The weapon which would conjure up a – albeit highly visceral – image World War One trench warfare would be the rifle bayonet. So much grainy footage of young men charging across no-man’s-land with bayonets fixed gives us the impression that that was the main strategy of trench battle. However, rifleman with bayonets attached for defensive action were more often used to protect grenadiers – the infantryman who deployed grenades either by hand or by an attachment on a rifle.
On display at the Museum in the Recent Acquisition Showcase, in recognition of 100 years since the beginning of World War One, are two examples of grenades used in the war, along with two examples of bomb fuses.
At the outbreak of World War One only the Germans had anything like a successful grenade design. The British had to catch up quickly, and one the design, the Battye grenade, designed by Major C E Battye serving with the Indian Army, was favoured as it could be mass produced. Although thousands were manufactured and deployed, the Battye was not a particularly safe grenade for grenadiers due to the dangerously unpredictable detonator it used, and when another design was adopted, those surviving British and Commonwealth grenadiers must have felt some relief; as much as trench warfare would allow at least.
The Mills bomb utilised two safety control systems for the grenadier, and the design of the grenade greatly outlasted the First World War.
William Mills was born in Sunderland, England in 1856, and after he’d finished school became a butcher. Mills’ family was in shipbuilding, so the shambles was soon replaced with an aluminium golf clubs.
In the first year of World War One the British War Department had William Mills look at redesigning the hand grenade. One of the chief design flaws Mills worked on correcting was the deadly lack of control over detonation. Indeed, despite their effectiveness as a defensive weapon, many troops had phobic reactions to being anywhere near these ‘bombs’, as early grenades were called by the soldiers.
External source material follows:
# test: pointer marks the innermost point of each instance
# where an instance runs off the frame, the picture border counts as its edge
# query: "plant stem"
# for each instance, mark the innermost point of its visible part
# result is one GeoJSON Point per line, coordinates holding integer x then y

In their war diaries, British Privates G Adams and J E Reid wrote respectively: ‘You see a bomb is just as likely to kill yourself as kill a German’, and:
I had a box of bombs, the mechanism of which I was entirely ignorant, helped to produce a very uncanny and eerie sort of feeling and it was with much relief, therefore, that I eventually came off guard duty.
Thus, as well as improving the efficiency of the explosives, Mills developed a system of activating the detonation device which gave a more predictable method of safe deployment. The pin, which keeps the grenade’s safe mode in place, and which has been etched into popular culture by Hollywood as being removed with the teeth (but was likely only ever performed this way by one armed grenadiers), rendered the Mills bomb safe for transport, and for troops to carry in the pockets of their webbing. The real design improvement Mills made, which doubtlessly saved thousands of lives and limbs, was the lever. This one small flange of metal enabled the grenadier to have complete control over exactly how and when the grenade was deployed, after the pin had been removed. Indeed, the pin could easily be replaced if deployment was not safe or would be ineffective. Of course combat is not a rational situation, and grenadiers and those around them still encountered horrible accidents. Notwithstanding, Mills’ lever has remained an aspect of most grenade design ever since. The lever is spring loaded, and once the grenade is thrown or launched, the lever opens out, which pulls a bolt with it, releasing the firing pin, which ignites a four second fuse. Once the fuse burns down, it flares the detonator, which detonates the explosive in the grenade. That lever release, and the predictable four seconds is what made the British and Commonwealth forces adopt the Mills bomb and actually ban the use of the Battye grenade and others like it.
Sir Williams Mills, knighted in 1922, also invented the telescopic walking stick, though that must have been of very little assistance to those men returning from World War One in need of much more than a walking stick.